While the majority of families involved with the Norristown Truancy Abatement Initiative — which is designed to address student truancy in the Norristown Area School District — have been responsive and positive about addressing their children’s unexcused absences, the parents who did not respond to final court notices were served bench warrants and arrested.

The arrests were a coordinated effort by the Norristown Police Department, the Montgomery County Sheriff’s Office and District Justice Ester Casillo.

“This coordinated effort resulted in 33 arrests. There are numerous other households that have bench warrants outstanding,” said Norristown Police Lt. Kevin McKeon, commander of criminal investigations. “I strongly suggest that parents who have outstanding warrants go to District Court and respond to this court notice, as warrants will be enforced on an ongoing basis.”

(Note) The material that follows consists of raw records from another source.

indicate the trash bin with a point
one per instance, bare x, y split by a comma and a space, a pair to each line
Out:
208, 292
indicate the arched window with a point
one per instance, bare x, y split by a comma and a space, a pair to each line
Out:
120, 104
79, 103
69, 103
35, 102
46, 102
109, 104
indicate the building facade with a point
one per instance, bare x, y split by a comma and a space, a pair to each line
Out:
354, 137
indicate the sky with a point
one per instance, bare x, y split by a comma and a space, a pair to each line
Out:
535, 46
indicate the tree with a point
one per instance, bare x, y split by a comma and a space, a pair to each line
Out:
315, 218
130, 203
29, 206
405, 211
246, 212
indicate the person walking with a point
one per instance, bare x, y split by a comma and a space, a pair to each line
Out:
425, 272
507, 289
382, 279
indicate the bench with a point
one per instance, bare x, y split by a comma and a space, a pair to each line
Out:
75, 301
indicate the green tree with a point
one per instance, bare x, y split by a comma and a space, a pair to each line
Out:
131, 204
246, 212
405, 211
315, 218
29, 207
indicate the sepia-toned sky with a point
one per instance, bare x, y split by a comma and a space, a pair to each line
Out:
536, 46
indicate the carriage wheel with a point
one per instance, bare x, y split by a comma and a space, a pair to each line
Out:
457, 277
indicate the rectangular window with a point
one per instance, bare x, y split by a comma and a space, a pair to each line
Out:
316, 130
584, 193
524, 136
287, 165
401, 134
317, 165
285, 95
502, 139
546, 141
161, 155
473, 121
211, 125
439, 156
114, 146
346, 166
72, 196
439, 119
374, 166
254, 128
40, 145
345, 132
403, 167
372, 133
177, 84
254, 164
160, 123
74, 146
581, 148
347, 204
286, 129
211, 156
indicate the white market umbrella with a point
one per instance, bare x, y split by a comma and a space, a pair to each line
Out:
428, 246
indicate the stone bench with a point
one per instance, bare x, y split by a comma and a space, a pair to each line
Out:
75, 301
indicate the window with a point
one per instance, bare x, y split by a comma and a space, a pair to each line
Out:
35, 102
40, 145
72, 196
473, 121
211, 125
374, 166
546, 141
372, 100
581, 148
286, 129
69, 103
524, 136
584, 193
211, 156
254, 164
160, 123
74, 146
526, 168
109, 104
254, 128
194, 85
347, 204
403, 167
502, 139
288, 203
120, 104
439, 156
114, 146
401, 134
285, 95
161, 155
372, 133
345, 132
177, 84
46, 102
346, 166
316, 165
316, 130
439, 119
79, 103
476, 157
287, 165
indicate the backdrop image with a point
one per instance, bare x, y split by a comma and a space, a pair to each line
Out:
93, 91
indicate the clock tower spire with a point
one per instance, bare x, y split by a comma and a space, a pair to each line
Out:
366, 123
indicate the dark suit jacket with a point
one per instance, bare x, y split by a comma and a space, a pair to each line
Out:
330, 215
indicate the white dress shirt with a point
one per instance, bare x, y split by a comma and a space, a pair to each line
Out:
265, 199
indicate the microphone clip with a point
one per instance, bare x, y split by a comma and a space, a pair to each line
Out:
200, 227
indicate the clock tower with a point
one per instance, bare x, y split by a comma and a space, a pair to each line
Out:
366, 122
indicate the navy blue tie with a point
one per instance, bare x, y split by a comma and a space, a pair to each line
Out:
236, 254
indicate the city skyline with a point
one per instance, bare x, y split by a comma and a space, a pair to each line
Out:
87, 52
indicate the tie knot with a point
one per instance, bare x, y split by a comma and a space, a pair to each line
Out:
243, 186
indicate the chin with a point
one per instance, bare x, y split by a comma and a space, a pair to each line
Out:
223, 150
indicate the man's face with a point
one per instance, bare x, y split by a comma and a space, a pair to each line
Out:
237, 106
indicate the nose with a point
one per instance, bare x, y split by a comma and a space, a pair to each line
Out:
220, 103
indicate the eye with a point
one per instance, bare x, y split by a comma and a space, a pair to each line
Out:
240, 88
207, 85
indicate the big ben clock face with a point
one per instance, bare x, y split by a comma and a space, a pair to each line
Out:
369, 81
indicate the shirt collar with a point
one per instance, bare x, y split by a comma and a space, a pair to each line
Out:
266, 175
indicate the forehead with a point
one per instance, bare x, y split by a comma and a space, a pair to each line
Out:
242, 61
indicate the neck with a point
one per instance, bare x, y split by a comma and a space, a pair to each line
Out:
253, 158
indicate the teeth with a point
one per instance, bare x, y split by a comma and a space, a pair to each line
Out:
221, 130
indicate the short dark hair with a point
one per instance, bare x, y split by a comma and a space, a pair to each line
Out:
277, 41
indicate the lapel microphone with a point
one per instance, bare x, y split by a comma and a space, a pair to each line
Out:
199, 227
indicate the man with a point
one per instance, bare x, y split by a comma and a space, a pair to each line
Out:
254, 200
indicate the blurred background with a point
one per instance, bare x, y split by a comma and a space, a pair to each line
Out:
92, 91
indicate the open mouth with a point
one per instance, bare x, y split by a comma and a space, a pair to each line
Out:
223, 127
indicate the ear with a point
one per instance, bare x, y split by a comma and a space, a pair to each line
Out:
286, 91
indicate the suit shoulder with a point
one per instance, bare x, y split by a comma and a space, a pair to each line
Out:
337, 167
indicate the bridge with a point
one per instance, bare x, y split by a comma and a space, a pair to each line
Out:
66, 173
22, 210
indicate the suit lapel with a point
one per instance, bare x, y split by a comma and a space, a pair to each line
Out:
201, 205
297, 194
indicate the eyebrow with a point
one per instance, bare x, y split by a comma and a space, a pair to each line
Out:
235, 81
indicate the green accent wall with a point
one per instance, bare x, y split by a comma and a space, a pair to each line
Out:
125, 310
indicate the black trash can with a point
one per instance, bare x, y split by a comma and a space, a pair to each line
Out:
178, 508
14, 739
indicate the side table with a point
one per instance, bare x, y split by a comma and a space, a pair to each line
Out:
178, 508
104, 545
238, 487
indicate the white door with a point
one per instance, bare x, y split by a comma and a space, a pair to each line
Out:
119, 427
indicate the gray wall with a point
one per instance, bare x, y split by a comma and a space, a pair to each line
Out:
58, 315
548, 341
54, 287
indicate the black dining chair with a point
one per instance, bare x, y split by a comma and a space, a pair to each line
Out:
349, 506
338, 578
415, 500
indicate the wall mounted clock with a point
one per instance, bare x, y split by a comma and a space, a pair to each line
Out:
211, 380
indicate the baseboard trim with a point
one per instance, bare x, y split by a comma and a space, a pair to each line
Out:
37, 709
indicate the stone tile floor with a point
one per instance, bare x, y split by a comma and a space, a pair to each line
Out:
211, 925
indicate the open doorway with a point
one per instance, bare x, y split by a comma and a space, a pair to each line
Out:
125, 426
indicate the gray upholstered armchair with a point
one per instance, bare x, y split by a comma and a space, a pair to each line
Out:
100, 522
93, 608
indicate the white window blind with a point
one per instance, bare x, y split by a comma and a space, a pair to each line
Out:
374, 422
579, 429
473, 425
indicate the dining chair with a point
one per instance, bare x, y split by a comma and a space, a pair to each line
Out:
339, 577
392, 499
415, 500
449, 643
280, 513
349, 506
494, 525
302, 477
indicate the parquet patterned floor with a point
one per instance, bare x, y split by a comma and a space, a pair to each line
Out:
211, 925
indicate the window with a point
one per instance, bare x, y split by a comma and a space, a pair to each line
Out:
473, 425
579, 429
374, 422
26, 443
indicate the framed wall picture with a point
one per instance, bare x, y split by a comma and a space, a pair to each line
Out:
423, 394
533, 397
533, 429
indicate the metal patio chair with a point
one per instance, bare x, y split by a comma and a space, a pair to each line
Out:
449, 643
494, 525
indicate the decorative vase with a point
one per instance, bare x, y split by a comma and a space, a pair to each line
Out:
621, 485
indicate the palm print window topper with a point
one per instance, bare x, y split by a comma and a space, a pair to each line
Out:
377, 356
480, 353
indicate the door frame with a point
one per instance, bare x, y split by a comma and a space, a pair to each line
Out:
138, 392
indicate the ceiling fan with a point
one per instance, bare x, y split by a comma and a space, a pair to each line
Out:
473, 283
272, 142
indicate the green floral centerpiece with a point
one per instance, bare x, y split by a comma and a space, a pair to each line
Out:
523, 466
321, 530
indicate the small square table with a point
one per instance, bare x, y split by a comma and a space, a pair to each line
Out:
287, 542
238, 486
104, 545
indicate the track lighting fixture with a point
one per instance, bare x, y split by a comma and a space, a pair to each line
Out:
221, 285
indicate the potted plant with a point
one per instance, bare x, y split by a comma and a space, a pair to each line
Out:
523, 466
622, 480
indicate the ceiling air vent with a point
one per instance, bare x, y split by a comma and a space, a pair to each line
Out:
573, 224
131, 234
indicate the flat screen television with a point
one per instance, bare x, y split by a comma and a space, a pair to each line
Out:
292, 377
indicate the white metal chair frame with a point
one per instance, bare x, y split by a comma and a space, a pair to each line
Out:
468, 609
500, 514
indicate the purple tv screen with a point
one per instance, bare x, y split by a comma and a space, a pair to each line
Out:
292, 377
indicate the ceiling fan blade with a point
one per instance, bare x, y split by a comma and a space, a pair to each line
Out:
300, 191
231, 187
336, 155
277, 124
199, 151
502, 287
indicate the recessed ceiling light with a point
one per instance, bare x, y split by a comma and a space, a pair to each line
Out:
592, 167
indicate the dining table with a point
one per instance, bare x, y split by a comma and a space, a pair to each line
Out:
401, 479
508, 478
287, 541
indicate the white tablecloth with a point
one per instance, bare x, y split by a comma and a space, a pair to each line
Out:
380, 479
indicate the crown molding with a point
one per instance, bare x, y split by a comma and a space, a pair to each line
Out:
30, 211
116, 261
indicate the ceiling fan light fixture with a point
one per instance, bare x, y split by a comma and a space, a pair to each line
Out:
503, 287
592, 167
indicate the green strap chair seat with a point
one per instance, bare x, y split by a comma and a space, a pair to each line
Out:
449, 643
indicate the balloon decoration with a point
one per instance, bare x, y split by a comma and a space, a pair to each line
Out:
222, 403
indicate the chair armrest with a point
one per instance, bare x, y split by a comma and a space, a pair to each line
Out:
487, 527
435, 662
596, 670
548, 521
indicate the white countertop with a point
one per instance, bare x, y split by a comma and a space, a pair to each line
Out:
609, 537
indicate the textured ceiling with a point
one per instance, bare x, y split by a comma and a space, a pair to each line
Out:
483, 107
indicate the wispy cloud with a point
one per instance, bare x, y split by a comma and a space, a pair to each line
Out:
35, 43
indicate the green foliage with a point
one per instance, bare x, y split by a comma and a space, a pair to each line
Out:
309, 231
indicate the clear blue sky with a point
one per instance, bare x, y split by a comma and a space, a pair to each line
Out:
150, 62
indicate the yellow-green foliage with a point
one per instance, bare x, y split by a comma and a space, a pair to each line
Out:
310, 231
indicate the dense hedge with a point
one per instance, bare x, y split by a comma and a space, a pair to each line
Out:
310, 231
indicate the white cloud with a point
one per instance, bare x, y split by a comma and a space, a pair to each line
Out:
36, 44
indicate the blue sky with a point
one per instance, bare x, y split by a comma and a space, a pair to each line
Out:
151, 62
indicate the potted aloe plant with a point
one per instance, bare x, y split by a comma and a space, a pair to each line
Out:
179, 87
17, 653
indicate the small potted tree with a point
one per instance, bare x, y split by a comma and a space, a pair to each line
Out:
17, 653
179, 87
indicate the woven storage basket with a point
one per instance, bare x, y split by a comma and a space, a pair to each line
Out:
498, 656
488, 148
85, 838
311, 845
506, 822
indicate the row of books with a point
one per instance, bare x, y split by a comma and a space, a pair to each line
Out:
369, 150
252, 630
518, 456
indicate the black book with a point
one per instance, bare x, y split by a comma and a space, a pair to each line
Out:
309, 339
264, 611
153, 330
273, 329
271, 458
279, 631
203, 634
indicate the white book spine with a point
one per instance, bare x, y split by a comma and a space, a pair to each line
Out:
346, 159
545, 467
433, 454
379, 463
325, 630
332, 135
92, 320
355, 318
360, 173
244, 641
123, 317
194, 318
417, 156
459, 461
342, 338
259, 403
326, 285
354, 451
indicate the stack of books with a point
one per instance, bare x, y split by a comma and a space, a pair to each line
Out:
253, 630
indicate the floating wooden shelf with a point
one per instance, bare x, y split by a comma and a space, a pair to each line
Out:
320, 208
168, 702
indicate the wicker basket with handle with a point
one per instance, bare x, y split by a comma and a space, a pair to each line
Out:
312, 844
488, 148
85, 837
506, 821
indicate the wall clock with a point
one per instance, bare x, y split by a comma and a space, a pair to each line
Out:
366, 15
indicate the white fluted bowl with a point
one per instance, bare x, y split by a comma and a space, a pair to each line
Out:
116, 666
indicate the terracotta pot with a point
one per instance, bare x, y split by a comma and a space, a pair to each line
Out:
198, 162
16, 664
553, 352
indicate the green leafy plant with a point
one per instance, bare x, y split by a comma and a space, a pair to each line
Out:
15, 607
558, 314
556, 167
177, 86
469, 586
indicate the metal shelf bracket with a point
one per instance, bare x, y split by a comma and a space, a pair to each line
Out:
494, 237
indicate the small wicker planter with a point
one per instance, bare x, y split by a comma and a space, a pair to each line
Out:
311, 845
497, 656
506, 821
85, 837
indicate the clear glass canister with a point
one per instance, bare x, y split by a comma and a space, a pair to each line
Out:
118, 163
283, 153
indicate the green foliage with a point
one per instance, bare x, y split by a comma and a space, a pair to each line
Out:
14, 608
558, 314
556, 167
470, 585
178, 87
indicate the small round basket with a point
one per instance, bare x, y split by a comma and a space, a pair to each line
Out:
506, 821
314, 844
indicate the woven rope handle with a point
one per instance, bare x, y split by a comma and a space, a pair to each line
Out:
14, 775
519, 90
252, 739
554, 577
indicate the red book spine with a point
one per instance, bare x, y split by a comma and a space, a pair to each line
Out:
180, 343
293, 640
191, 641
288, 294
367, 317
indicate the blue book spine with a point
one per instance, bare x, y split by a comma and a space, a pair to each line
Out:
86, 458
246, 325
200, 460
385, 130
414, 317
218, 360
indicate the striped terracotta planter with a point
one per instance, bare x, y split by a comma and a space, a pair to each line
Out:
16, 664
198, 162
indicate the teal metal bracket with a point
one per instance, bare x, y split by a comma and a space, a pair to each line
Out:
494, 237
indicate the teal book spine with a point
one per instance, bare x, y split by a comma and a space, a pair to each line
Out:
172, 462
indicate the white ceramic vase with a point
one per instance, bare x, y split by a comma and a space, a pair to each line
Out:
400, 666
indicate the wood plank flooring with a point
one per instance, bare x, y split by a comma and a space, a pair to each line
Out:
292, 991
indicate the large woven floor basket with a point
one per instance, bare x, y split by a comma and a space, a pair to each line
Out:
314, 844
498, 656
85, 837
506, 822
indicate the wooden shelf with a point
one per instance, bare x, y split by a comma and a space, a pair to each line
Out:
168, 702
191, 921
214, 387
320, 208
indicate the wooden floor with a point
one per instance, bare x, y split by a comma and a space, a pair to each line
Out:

Casillo said parents and youth should be aware that unexcused absences from school, as well as failure to appear for a truancy hearing, will not be tolerated.

“Once a citation for truancy is issued by this court, it is no longer a school issue but rather a court issue,” Casillo said. “Parents who fail to respond to citations issued by the court will he held accountable. It is the right of all children of mandatory school age to receive a quality education and be provided with the skills to graduate and succeed in life.”

“People that have been issued letters from the Norristown police department and the district justice should contact the district justice as soon as possible,” McKeon said.

“Truancy is defined as any unexcused absence from school and is strongly related to many troubling factors facing kids,” said Norristown Police Chief Russell Bono.

Truant students are at very high risk of dropping out of school, substance abuse, risky sexual activity, suicide attempts and involvement in violence, Bono said. The William Penn Foundation and the Pennsylvania Commission on Crime and Delinquency through Norristown Weed and Seed fund the initiative.

“Our goal is to get kids back into school,” said McKeon. “The only way Norristown is going to come back is to educate our youth. Norristown and the police department understand that.”